Dopo che il Primo ministro incaricato, Sébastien Lecornu, ha annunciato in Assembleé Nationale la sospensione della riforma delle pensioni (il provvedimento simbolo del programma economico di Emmanuel Macron) accogliendo le richieste del Partito socialista e assicurando, in tal modo, la sopravvivenza del nuovo esecutivo (cosa che è avvenuta con la bocciatura delle due mozioni di sfiducia presentate da La France Insoumise e dal Rassemblement National) vi è una sola considerazione da fare.

A distanza di sessantasette anni anche le istituzioni più robuste mostrano i segni degli anni che passano. Infatti, la Quinta Repubblica nata nel 1958 sotto l’impulso di Charles de Gaulle ‒ incardinata sulla figura centrale del Presidente, al fine di assicurare stabilità a un sistema palesemente fragile qual era quello della Quarta Repubblica ‒ si sta rivelando essa stessa non più in grado di garantire solidità al sistema politico francese.

A tal proposito, lo storico Pierre Rosanvallon parla di pericoloso “vuoto democratico”, laddove l’istituzione presidenziale appare priva dei sensori giusti e indispensabili, per mettersi in sintonia con il pluralismo di una società in rapido cambiamento. In Francia si stanno consumando due crisi, l’una sul terreno politico, l’altra su quello sociale. Oltralpe con il collasso delle due storiche famiglie politiche - gollista e socialista ‒ è crollato il sistema partitico tradizionale che aveva assicurato per oltre sessant’anni continuità politica anche nelle non facili stagioni delle coabitazioni fra l’Eliseo e palazzo Matignon.

A partire dalle elezioni presidenziali del 2017 e del 2022 si appalesano le difficoltà delle vecchie formazioni, mentre si affermano accanto ai moderati de La République En Marche di Emmanuel Macron, la destra radicale del Rassemblement National guidata da Marine Le Pen e la sinistra populista de La France Insoumise di Jean-Luc Mélenchon. Dal che si ricava una lezione che va oltre la Francia e che riguarda in generale le democrazie liberali: la crescita delle ali estreme dello scacchiere politico rende difficile il funzionamento dell’intero sistema. Prevale l’elettore emotivo sull’elettore razionale. Ed è ciò che sta accadendo in Francia con l’attuale deficit deliberativo e le conseguenti ricadute paralizzanti sulla vita politica.

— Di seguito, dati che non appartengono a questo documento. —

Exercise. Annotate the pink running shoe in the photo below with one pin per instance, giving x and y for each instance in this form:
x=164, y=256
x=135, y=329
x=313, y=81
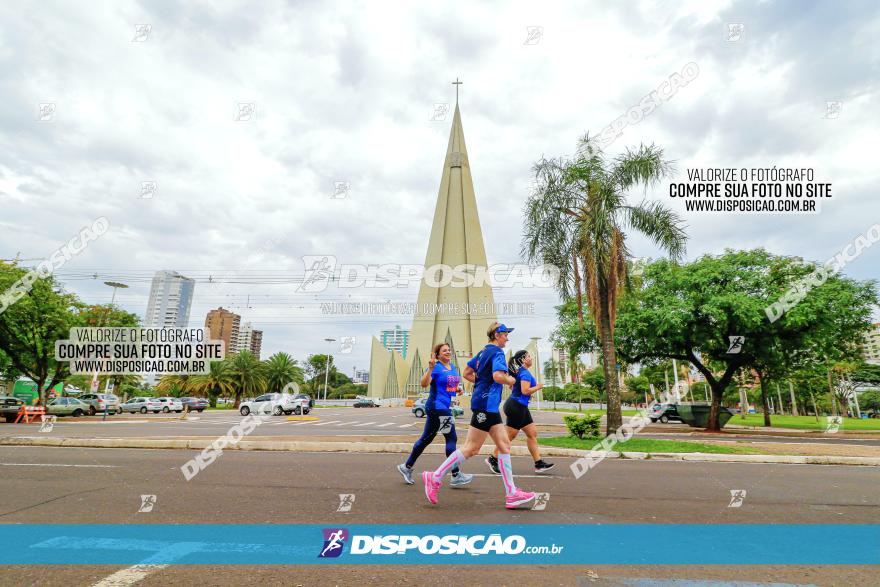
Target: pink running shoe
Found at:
x=432, y=487
x=518, y=498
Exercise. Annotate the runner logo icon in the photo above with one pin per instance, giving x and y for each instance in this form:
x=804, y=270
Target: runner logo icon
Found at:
x=334, y=541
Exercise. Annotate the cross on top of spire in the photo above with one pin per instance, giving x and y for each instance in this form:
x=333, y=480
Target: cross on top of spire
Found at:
x=456, y=83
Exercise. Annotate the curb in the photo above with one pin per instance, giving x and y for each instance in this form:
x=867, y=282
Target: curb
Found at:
x=404, y=448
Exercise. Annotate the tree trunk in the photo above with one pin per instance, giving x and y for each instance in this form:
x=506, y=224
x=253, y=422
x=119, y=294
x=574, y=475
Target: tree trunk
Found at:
x=715, y=409
x=609, y=363
x=765, y=404
x=577, y=287
x=793, y=400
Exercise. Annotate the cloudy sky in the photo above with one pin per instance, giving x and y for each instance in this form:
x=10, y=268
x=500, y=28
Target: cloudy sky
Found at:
x=346, y=92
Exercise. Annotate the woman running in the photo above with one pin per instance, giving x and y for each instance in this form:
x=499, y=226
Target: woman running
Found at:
x=444, y=380
x=488, y=371
x=516, y=408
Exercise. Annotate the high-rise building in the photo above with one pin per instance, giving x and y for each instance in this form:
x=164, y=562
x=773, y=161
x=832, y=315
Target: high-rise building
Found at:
x=250, y=339
x=170, y=300
x=224, y=325
x=361, y=376
x=562, y=376
x=871, y=348
x=395, y=340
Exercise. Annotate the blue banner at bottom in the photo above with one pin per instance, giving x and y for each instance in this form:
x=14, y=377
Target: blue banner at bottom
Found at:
x=269, y=544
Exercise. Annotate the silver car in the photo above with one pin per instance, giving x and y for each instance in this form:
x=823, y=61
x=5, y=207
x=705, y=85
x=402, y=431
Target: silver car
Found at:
x=67, y=406
x=171, y=404
x=98, y=402
x=275, y=404
x=142, y=405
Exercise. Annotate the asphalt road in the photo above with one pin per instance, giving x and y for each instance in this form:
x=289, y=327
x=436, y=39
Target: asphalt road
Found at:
x=46, y=485
x=353, y=422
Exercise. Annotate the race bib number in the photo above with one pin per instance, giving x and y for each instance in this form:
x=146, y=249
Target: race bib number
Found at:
x=446, y=423
x=452, y=384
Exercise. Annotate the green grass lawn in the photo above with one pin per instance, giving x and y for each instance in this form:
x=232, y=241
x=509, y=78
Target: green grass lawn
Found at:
x=649, y=445
x=805, y=422
x=625, y=412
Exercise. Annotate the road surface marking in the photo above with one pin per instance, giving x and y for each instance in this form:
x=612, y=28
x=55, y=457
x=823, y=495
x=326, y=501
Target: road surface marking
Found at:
x=128, y=576
x=58, y=465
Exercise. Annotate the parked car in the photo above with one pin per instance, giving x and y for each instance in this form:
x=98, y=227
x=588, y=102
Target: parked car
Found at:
x=419, y=409
x=171, y=404
x=67, y=406
x=664, y=413
x=98, y=402
x=196, y=404
x=275, y=404
x=9, y=407
x=142, y=405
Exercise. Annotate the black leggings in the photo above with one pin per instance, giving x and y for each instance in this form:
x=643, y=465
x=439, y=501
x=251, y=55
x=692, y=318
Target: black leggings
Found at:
x=434, y=422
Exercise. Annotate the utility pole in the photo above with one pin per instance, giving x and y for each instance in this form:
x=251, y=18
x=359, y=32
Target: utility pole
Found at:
x=327, y=368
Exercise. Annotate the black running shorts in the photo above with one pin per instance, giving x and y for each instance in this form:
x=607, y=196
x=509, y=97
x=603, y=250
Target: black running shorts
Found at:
x=518, y=415
x=485, y=420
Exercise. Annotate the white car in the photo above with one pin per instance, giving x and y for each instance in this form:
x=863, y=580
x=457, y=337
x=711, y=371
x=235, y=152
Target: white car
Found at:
x=171, y=404
x=276, y=404
x=142, y=405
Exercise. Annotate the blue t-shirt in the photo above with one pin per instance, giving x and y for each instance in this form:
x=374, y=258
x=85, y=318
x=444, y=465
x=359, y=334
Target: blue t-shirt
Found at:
x=516, y=393
x=444, y=384
x=487, y=393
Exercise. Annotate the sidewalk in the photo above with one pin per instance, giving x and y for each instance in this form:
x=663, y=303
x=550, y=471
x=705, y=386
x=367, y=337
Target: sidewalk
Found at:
x=388, y=445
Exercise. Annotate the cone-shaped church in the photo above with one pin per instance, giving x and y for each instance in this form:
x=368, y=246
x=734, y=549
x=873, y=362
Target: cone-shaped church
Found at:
x=456, y=239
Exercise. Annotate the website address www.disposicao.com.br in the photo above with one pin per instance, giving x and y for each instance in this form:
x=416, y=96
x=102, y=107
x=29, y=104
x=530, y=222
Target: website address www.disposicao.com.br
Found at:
x=431, y=544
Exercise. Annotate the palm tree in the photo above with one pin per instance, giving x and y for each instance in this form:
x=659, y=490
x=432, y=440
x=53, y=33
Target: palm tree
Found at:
x=174, y=385
x=578, y=211
x=214, y=383
x=281, y=369
x=246, y=375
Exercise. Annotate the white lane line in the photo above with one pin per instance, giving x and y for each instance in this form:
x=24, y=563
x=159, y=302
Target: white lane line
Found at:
x=58, y=465
x=128, y=576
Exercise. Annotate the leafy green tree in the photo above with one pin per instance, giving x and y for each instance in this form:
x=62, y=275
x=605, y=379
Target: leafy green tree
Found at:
x=579, y=211
x=315, y=372
x=690, y=313
x=281, y=369
x=30, y=326
x=247, y=375
x=216, y=382
x=870, y=401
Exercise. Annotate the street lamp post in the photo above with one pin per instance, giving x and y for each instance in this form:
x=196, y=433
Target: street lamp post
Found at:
x=93, y=387
x=327, y=368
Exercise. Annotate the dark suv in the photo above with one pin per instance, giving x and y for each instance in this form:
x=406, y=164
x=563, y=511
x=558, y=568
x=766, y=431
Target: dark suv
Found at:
x=664, y=413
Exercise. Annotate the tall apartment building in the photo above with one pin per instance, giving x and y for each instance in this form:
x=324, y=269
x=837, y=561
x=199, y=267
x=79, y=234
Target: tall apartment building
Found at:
x=563, y=375
x=224, y=325
x=871, y=347
x=170, y=300
x=361, y=376
x=396, y=339
x=250, y=339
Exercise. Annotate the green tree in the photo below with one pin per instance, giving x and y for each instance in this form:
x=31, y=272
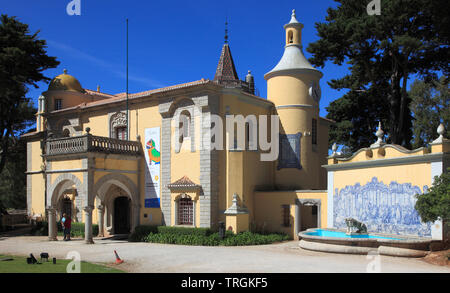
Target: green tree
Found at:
x=430, y=106
x=435, y=204
x=383, y=52
x=22, y=60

Non vi è dubbio, però, che le attuali difficoltà siano anche il risultato di una profonda crisi sociale segnata da una frattura sempre più profonda fra la Francia metropolitana e le sue periferie. Rottura che si traduce, come abbiamo visto, in un voto di protesta fortemente polarizzato. Intanto, si fanno sempre più pressanti gli appelli affinché si avvii una riforma costituzionale. La qual cosa nasce dalla consapevolezza che l’architettura della Quinta Repubblica non sia più compatibile con la fluidità sociale odierna né possegga la forza necessaria per sconfiggere le rendite conservatrici di cui godono vasti strati sociali. Tuttavia, le riforme costituzionali, come si sa, richiedono un consenso ampio. Raggiungerlo in un contesto politico e sociale segnato da una elevata divisività sembra poco probabile. La crisi della Francia, per la risoluzione della quale si prevedono tempi lunghi, contiene una seconda avvertenza valida per tutte le democrazie, ovvero che nell’attuale momento storico non basta più governare, ma occorre avere contezza, come sostiene il sociologo Luc Rouban del Cnrs, che: “Non è la democrazia ad essere entrata in crisi, ma le sue tradizionali modalità rappresentative vissute sempre più dal cittadino elettore come forme autoreferenziali”.